The average base tariff will increase to RM30.90 per MMBtu, from RM28.05 per MMBtu

By ALIFAH ZAINUDDIN / Graphic By TMR

Natural gas tariff for non-power sector in the peninsula will increase up to 16% from Jan 1 next year, after the the government approved the price revision for the energy.

Gas Malaysia Bhd said the average base tariff from Jan 1 to Jun 30, 2018, will increase to RM30.90 per one million British thermal units (MMBtu) from RM28.05 per MMBtu, as prescribed under the incentive-based regulation (IBR) framework.

However, under the gas cost pass-through (GCPT) mechanism, a surcharge of RM1.62 per MMBtu will apply to all tariff categories, due to the higher liquefied natural gas price against the reference price in the base tariff for the stipulated period.

This brings the average effective tariff price to RM32.52 per MMBtu.

The amendment will see residential consumers paying an effective tariff of RM23.92 per MMBtu from the current RM20.23 per MMBtu.

On Dec 28 last year, the government had ratified Gas Malaysia to bring into effect the revision of the natural gas tariff from Jan 1, 2017, until Dec 31, 2019. This allows changes in the gas costs to be passed through via the GCPT mechanism every six months.

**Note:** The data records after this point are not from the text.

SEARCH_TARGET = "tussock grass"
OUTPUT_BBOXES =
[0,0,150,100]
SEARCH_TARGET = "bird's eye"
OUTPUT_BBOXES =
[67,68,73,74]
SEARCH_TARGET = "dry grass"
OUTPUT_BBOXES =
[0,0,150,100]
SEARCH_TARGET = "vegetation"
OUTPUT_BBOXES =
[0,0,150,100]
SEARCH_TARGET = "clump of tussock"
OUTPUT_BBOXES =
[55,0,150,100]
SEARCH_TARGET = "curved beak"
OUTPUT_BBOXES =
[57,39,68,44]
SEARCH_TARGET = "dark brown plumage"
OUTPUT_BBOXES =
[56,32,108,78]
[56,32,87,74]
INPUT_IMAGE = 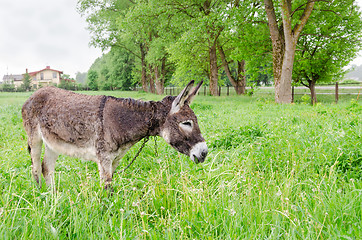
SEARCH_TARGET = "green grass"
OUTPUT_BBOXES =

As such, the base tariff per MMBtu is predetermined at RM26.71 for the period between January 2017 and June 2017; followed by RM28.05 (July-December 2017); RM30.90 (January-June 2018); RM31.92 (July-December 2018); RM32.69 (January- June 2019); and RM32.74 (July-December 2019).

The tariff revision is expected to contribute to- wards Gas Malaysia’s financial position for the financial year ending Dec 31, 2018, the company said in a filing to Bursa Malaysia.

The natural gas distributor’s net profit inched 3% higher to RM44.5 million for the third quarter ended Sept 30, 2017, from RM43.2 million in the corresponding quarter last year, owing to an increase in volume of gas sold and higher assets contributed by customers.

Quarterly revenue also increased by 31.4% to RM1.4 billion against RM1.1 billion a year ago.

The group anticipates the yearly increase in gas sales volume, and number of customers will sustain for the financial year 2017, with profitability expected to be in tandem with the level reflecting the prevailing tariff setting mechanism framework.